One is left then with a question. Why is this nice bit of poetic imagery cited by its author as a quintessentially meaningless sentence? Here we have an exquisite bit of irony. The author evidently has a turn for poetry, a turn which he turns his face against. And the hidden face, the denied self, has taken its revenge. The scientist has called on his creative self to exhibit a bit of nonsense. The poet denied has replied with a sentence, apparently meaningless, which is no such thing when listened to with an attentive ear. And yet consider; this sentence is a very intellectualized production – it is indeed “colorless”. It was, we suspect, a new idea, a variant of a possibility, still new at the very moment of production, one occurring by chance in the froth of the unconscious.

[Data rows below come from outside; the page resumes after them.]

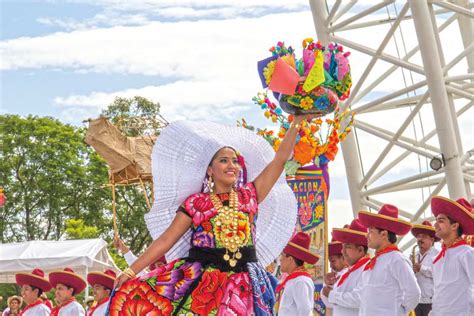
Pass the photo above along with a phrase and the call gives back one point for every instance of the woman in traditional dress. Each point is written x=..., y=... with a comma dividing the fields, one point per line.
x=214, y=248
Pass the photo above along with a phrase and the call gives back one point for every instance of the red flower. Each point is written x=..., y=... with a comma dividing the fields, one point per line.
x=199, y=207
x=207, y=226
x=208, y=294
x=237, y=298
x=163, y=305
x=247, y=199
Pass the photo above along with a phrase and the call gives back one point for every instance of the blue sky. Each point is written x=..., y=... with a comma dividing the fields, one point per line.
x=69, y=59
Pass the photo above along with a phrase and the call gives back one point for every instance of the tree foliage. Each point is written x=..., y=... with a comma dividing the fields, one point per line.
x=49, y=175
x=57, y=186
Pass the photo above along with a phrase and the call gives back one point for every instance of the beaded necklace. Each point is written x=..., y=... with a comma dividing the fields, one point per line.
x=228, y=220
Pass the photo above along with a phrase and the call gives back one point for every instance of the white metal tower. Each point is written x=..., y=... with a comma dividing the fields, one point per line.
x=413, y=95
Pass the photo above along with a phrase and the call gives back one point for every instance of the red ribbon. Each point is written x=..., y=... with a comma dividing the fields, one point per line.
x=356, y=266
x=38, y=301
x=55, y=311
x=455, y=244
x=105, y=300
x=373, y=261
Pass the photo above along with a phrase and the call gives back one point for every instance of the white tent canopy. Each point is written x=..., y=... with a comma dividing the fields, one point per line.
x=83, y=256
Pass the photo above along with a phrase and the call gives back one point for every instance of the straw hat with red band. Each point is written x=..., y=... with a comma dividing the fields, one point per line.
x=35, y=278
x=298, y=247
x=356, y=233
x=424, y=228
x=69, y=278
x=335, y=248
x=459, y=211
x=386, y=218
x=106, y=278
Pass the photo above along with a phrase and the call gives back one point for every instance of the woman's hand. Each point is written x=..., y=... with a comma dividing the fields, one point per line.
x=121, y=279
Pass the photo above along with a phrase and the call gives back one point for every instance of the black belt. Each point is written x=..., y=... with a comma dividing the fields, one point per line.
x=215, y=257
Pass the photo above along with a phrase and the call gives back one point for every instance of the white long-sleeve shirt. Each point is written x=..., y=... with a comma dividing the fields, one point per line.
x=297, y=298
x=329, y=311
x=454, y=283
x=38, y=310
x=72, y=309
x=425, y=276
x=352, y=282
x=388, y=289
x=100, y=310
x=130, y=257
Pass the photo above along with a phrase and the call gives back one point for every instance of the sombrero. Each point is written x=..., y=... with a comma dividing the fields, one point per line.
x=460, y=211
x=334, y=248
x=180, y=159
x=356, y=233
x=424, y=228
x=298, y=247
x=106, y=278
x=69, y=278
x=35, y=278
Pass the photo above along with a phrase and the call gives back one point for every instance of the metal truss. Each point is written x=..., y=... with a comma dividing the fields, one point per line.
x=432, y=86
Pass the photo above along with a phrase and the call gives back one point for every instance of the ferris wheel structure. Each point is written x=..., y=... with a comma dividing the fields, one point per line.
x=413, y=96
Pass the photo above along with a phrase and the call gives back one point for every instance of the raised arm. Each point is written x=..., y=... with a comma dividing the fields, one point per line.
x=160, y=246
x=268, y=177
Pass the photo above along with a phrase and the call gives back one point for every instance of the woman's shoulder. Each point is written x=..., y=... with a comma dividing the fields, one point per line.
x=248, y=198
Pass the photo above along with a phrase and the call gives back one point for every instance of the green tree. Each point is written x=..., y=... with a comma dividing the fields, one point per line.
x=135, y=116
x=49, y=175
x=76, y=229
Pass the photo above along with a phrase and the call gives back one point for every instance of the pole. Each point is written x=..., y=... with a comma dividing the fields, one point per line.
x=349, y=145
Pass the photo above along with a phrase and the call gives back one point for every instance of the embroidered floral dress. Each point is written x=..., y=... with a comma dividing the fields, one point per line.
x=204, y=283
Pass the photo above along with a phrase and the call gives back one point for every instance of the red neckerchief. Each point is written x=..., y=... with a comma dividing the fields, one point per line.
x=291, y=276
x=38, y=302
x=373, y=261
x=356, y=266
x=455, y=244
x=105, y=300
x=55, y=311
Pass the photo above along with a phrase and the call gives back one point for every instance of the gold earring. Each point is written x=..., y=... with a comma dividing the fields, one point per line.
x=210, y=184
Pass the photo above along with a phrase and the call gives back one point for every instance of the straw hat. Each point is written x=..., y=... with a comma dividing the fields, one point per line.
x=69, y=278
x=15, y=297
x=356, y=233
x=424, y=228
x=35, y=278
x=386, y=218
x=460, y=211
x=298, y=247
x=334, y=248
x=180, y=159
x=106, y=278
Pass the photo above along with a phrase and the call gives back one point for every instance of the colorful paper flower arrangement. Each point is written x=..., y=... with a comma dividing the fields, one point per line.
x=317, y=142
x=312, y=84
x=3, y=199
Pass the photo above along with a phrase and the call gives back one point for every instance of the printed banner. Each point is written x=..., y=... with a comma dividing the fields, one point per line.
x=311, y=188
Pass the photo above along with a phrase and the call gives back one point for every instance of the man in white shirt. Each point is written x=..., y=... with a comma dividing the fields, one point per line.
x=388, y=286
x=32, y=286
x=354, y=249
x=67, y=284
x=423, y=264
x=295, y=295
x=453, y=267
x=102, y=285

In short, the cited sentence was a colorless green idea that had slept furiously.

As Ms. Medlock delivers the lines it is almost an elegy, a requiem for the lost Chomsky, the one that is neigther perceived nor real, but whose existence has been denied all along. This is a gentler, more poetic Chomsky, a man who might have been able to manage his fierce intellect and unwavering convictions in a way that didn’t result in his isolation. A man who would have to make a more realistic peace with human fallibility.

The Loneliness of Noam Chomsky was very well-done and entertaining, if that’s the appropriate word. Engaging and though-provoking certainly. Since it ends this Saturday (later this evening, actually, since I’m writing this late Friday night!) you probably won’t be able to see it during its current incarnation. Let’s hope that some theater picks it up and re-stages it.

Culturebot has been hearing rumors about an arts and culture exposition that will be held during the Republican National Convention in August to foster discussion of political issues. Chomsky would certainly start conversation. Maybe on a double-bill with I’m Gonna Kill The President (A Federal Offense), which was such a big hit back in October out at One Arm Red.